Most of our decisions lump the pros and cons of each option together, however, a small number of DACI drivers have gone to the effort of splitting out pros and cons into distinct considerations to ensure each option is classified against each consideration.

Guideline breaches

Confluence does not enforce the DACI process so it is not surprising that breaches of the DACI guidelines exist. On average our DACIs breach one third of the guidelines that are checked.

Summary

The statistics show that our DACI process is rather loose, but effective at making decisions in a timely manner. There is an opportunity to improve adherence to the process and possibly introduce some kind of change to reduce the number of overdue decisions.

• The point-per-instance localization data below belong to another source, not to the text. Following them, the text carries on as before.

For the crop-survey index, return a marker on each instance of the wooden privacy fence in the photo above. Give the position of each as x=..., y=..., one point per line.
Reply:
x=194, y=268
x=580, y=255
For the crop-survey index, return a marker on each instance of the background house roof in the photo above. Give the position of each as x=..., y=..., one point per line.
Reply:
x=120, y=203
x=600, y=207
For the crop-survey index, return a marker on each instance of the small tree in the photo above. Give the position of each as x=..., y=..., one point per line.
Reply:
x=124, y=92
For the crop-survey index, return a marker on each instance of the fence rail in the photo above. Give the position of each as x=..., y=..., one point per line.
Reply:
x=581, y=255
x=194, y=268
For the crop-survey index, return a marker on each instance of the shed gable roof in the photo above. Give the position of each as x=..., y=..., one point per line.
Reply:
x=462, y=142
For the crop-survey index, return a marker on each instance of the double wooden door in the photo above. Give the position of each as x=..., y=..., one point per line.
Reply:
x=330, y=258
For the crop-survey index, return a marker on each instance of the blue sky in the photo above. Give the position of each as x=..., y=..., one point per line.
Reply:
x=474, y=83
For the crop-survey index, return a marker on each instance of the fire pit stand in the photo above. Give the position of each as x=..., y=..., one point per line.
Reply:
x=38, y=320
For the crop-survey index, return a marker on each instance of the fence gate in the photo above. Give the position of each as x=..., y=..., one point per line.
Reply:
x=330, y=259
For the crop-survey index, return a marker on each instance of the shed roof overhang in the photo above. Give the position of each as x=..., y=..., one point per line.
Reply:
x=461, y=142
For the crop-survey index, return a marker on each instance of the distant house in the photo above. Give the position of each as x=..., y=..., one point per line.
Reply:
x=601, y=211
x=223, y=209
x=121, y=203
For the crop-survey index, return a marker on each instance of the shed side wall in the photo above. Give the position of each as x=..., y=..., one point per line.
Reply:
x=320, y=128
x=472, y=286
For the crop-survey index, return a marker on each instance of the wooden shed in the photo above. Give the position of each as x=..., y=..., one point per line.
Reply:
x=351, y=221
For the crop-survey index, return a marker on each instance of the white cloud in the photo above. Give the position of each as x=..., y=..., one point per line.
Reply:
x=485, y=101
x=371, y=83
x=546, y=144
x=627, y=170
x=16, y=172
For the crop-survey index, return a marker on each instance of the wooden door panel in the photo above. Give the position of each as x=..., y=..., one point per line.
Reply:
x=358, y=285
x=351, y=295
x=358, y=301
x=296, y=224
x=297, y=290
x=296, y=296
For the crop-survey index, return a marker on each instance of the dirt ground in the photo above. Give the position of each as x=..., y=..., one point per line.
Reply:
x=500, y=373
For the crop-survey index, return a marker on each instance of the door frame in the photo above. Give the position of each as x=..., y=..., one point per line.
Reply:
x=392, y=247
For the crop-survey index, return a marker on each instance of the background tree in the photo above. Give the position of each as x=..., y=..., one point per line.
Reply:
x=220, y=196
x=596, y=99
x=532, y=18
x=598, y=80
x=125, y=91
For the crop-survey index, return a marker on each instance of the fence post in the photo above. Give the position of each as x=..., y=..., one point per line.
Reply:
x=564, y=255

Ideas for similar types of Forge apps

OKR tracking and analysis

Does your organization capture OKRs in either Jira or Confluence? If so, an app could be created which captures and analyses OKR data. If you use Confluence to capture OKRs, you could consider creating a Confluence OKR template and inserting the app in it to ensure it is automatically added to each of your new OKR pages.

Team health tracking

Use the team health monitors plays to record the health of your teams from time to time. Apps such as the Leadership Team Health Monitor will ensure your various teams capture results in a consistent format which will then allow a Forge app to capture trends across teams.

Forge experience

Overall, developing in Forge was productive and a lot of fun. Here's a short summary of the best features of Forge and those areas that I'm sure will improve in the near future.

Best features

  • Forge is completely free for app developers. Forge hosts and runs developer’s apps, but does not pass on any of the costs.
  • Forge apps can be created, deployed and installed in seconds using the Forge CLI.
  • Dealing with the Confluence Cloud REST API was dramatically simplified by Forge taking care of the authentication. This can be a real challenge when using Connect, especially if you are crafting your JWTs without a library such as ACE. Forge provides the same convenience for the Jira Cloud REST API.
  • Forge's tunneling feature provides a nice short dev loop in which you can debug using Chrome DevTools.
  • Processing events is a snap for Forge apps. It is simple to wire up an event handler and have it running in seconds without any concerns about scaling to handle peak loads.

Room for improvement

  • The 10 second invocation timeout imposed by the Forge runtime poses challenges that may be difficult to work around.
  • UI component composability is limited at the moment and would be alleviated by the introduction of higher level components such as banners and cards.